A few months later, there was silence over Emily’s story. Two or three publications wrote that the album’s project had not materialized, and for uncertain reasons not a penny of the more than 80,000 dollars raised for Emily by the GoFundMe platform had reached her.
The end of Carmona’s story can flow in any direction (and that of Emily Zamourka’s story, too), but I think we could learn something of these experiences.
About merit and perseverance
First of all, we could check the degree to which our compassion, sensitivity and solidarity have faded. We probably think that people like Emily or Joaquín Carmona deserve to be saved for their amazing abilities, but does this mean that those who have no talent to make them visible in this stigmatized category do not deserve to have a roof over their heads?
“We want to change the image of the homeless,” said Branimir Kvartuc, a Los Angeles City Council spokesman. Kvartuc acknowledged that the municipality still has work to do to provide shelter for people sleeping on the city’s streets who, he stressed, are more than “a bunch of losers.”
The truth is, however, that we tend to look at street people as only half-human beings, and the way we relate to them clearly conveys this message.

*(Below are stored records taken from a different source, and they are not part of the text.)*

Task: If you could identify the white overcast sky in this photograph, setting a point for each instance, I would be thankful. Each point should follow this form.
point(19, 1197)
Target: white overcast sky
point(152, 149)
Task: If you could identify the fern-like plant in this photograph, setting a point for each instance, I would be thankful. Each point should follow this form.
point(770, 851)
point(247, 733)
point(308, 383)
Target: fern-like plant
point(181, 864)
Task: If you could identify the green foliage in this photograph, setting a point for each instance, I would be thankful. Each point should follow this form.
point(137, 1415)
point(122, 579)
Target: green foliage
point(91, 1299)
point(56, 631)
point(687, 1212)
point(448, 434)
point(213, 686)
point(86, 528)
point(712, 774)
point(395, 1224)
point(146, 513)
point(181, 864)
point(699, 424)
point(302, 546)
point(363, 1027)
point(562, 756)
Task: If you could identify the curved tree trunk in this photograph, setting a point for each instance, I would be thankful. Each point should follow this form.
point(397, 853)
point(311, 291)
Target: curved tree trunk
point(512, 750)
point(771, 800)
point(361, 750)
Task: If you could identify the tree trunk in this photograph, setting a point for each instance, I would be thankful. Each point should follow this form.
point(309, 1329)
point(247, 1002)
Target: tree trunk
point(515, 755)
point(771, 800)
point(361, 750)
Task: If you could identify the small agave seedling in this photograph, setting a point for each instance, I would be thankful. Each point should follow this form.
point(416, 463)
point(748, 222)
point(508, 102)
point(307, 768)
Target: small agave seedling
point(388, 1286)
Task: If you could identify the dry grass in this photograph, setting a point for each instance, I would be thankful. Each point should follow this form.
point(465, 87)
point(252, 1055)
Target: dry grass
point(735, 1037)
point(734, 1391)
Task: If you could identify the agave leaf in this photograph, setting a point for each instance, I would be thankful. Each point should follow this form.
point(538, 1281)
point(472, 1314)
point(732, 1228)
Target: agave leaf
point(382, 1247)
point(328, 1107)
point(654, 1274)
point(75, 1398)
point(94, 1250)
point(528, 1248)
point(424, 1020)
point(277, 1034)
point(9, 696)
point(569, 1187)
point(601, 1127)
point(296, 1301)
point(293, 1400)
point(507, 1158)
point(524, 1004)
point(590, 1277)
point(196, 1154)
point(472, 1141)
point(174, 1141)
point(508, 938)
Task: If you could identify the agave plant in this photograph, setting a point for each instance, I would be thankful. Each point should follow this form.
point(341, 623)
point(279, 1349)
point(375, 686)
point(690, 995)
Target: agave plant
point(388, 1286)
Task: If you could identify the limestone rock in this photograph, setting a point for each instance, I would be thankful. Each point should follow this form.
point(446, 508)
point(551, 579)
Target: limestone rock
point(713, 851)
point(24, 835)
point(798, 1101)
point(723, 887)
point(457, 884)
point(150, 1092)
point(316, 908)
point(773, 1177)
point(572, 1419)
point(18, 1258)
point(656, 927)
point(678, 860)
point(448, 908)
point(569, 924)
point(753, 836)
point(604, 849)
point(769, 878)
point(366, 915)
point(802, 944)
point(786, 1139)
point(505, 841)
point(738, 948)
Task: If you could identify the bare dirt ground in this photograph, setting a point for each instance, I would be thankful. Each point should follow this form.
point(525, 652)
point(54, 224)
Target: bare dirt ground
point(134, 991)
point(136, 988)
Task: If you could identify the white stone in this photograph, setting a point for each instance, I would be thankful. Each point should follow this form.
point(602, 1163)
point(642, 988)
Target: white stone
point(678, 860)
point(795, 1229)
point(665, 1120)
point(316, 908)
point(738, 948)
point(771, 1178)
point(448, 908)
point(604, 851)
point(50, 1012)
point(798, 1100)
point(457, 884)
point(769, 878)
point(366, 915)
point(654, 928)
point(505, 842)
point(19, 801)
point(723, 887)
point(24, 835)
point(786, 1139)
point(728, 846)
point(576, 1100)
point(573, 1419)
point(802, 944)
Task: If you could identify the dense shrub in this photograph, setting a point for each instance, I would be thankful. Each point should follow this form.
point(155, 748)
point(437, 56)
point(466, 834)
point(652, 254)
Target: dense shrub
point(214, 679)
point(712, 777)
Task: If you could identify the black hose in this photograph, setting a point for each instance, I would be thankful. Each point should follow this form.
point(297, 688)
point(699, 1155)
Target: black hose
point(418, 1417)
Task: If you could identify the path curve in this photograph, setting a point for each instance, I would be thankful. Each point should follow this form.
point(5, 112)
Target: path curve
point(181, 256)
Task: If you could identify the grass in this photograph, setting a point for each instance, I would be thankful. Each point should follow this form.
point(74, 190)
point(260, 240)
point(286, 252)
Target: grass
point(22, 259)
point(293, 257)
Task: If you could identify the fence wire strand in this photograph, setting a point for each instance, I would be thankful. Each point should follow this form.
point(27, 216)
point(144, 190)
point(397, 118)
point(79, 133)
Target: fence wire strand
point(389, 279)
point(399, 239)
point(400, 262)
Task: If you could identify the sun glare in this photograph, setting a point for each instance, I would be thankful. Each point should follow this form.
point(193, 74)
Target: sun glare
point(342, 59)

We believe that they are solely responsible for their miserable situation, although in reality anyone could end up in a critical situation, and the reasons a person sleeps outdoors are very varied, from divorce and domestic violence to health problems and drug addiction.
The life of a homeless man is a mosaic of “discouragement, pain, destruction and unpredictability,” Pastor Ward Draper wrote in an article for The Huffington Post, pointing out how, after one loses their home, they also lose control over most things in their life.
An editorial published in The Guardian points to statistics showing a homeless person can expect to live up to 45 years if they’re a man, and 43 years if they’re a woman, although life expectancy of the British is 76 and 81 years, respectively.
“Homeless people often die as they live, in anonymity amid general indifference,” the author concludes.
On the other hand, stories like Carmona’s talk about the power and perseverance to propel a passion to a level that arouses the admiration of professionals, in conditions as hostile to performance as they can possibly get. If he has managed to turn a passion into a project that brings together amateurs and professionals, then anyone with a roof over their head, a decent lunch, borrowed books and a computer they can open whenever they want, starts with a consistent advantage towards achieving a dream, whatever that may be.
Carmen Lăiu is a writer for ST Network and Semnele timpului.